For more information see Diabetes and Kidney Disease - National Kidney Foundation.
Glomerulonephritis, a disease of the kidney, is characterized by inflammation of the glomeruli, very small blood vessels in the kidney that serve as tiny filters. The disease damages the kidneys' ability to remove waste and excess fluids from the body. Glomerulonephritis can be acute (a sudden attack of inflammation) or chronic (long-term and comes on gradually). If the illness continues, the kidneys may stop working completely, resulting in kidney failure. Treatment depends on the type of glomerulonephritis you have.
For more information see Glomerulonephritis - National Kidney Foundation.
Pregnancy & Kidney Disease
- Can a woman who is on dialysis have a child?
- Is it possible for a man who is on dialysis to father a child?
- Is becoming pregnant easier for a kidney transplant recipient than for a dialysis patient?

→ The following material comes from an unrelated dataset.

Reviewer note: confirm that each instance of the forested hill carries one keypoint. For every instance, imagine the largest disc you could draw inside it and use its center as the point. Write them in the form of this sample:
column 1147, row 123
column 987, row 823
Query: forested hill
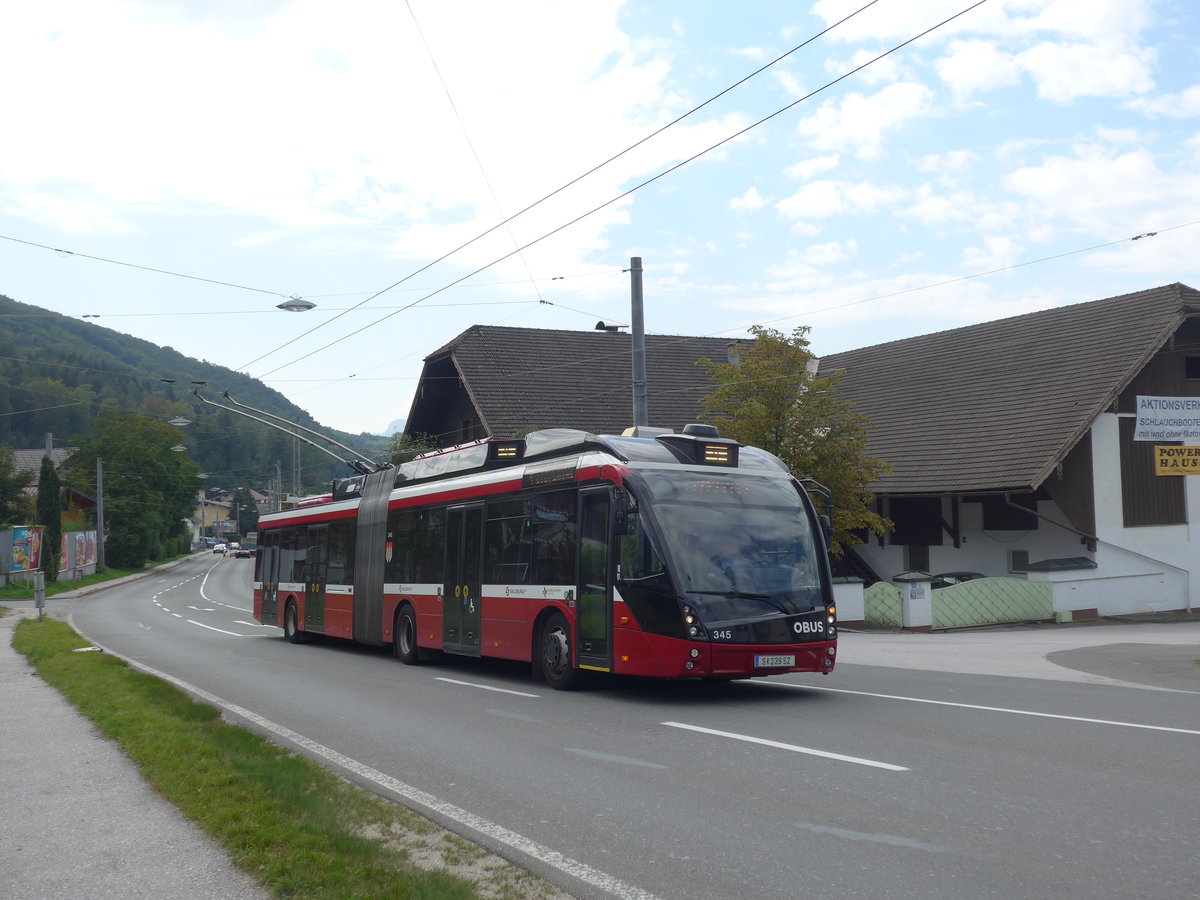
column 57, row 372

For a patient with chronic kidney disease, questions about sexuality are often intertwined with questions about pregnancy.
For answers to these and other kidney disease and pregnancy-related questions, see Pregnancy and Kidney Disease - National Kidney Foundation.
Polycystic Kidney Disease
Polycystic kidney disease (PKD) is a genetic disorder characterized by the growth of numerous cysts in the kidneys. These cysts are filled with fluid. If too many cysts grow or if they get too big, the kidneys can become damaged. PKD cysts can slowly replace much of the kidneys, reducing kidney function and leading to kidney failure.